Lesen Sie hier eine Rezension der Ausstellung "Georg Baselitz: Berliner Jahre" in der Villa Schöningen, Potsdam

 

und hier eine Besprechung des Films “Georg Baselitz “Doku-Porträt des Künstlers von Evelyn Schels

 

und hier ein Beitrag über die Ausstellung Übermalt. Verwischt. Ausgelöscht über das Porträt im 20. Jahrhundert mit Werken von Georg Baselitz in der Hamburger Kunsthalle.

 

Ebenso viel Aufmerksamkeit wie den „Schwarzen Bildern“ wird den in Form und Format gewaltigen Bronzeskulpturen „BDM Gruppe“ (2012) und „Zero Ende“ (2014) zuteil.

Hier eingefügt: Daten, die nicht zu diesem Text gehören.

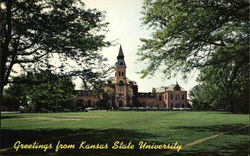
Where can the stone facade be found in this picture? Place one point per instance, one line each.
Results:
(123, 92)
(166, 96)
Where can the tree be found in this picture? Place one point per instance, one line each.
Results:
(219, 89)
(35, 31)
(194, 34)
(55, 93)
(197, 34)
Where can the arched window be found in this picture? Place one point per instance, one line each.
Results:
(120, 88)
(89, 103)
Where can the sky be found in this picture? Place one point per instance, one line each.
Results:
(126, 28)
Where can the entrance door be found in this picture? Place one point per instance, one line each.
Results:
(120, 103)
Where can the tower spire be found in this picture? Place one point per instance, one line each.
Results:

Dafür ging Baselitz mit der Kettensäge auf ganze Baumstämme los und ließ das Ergebnis in schwarz patinierte Bronze gießen – eine wuchtige Materialität, die schwer beeindruckt. Die Großplastik „Sing Sang Zero“ (2011) wiederum variiert die Paar-Thematik: In leichter Drehung hakt sich die Frau beim Mann unter; eine schöne, vertraute und anmutige Pose.

 

Selbst-Zitate wie bei Dix + Munch

 

Um sein „Remix“-Konzept zu erklären, scheut Baselitz keinen Vergleich: ob mit dem von ihm verehrten Otto Dix oder dem norwegischen Symbolisten Edvard Munch. Von letzterem erwähnt er das Gemälde „Das kranke Kind“ (1885/86): Davon malte Munch in seinem Spätwerk weitere Versionen, wie von anderen seiner frühen Bilder auch. Aber er hielt – anders als Baselitz – nicht alle für ausstellungswürdig.

 

Und der damalige Kunstmarkt lechzte noch nicht derart nach frischer Ware von einem Star-Maler, dessen Name längst zur Handelsmarke geworden ist. Etliche gezeigte Leihgaben stammen von Baselitz’ Galeristen „Courtesy Galerie Thaddaeus Ropac“; die Schau im Haus der Kunst dürfte ihren Marktwert nach oben treiben. So ist „Damals, dazwischen und heute“ weniger der künstlerische „Meilenstein“, den Direktor Okwui Enwezor postuliert, als vielmehr eine Schau, in der sich auch die Macht des Marktes spiegelt.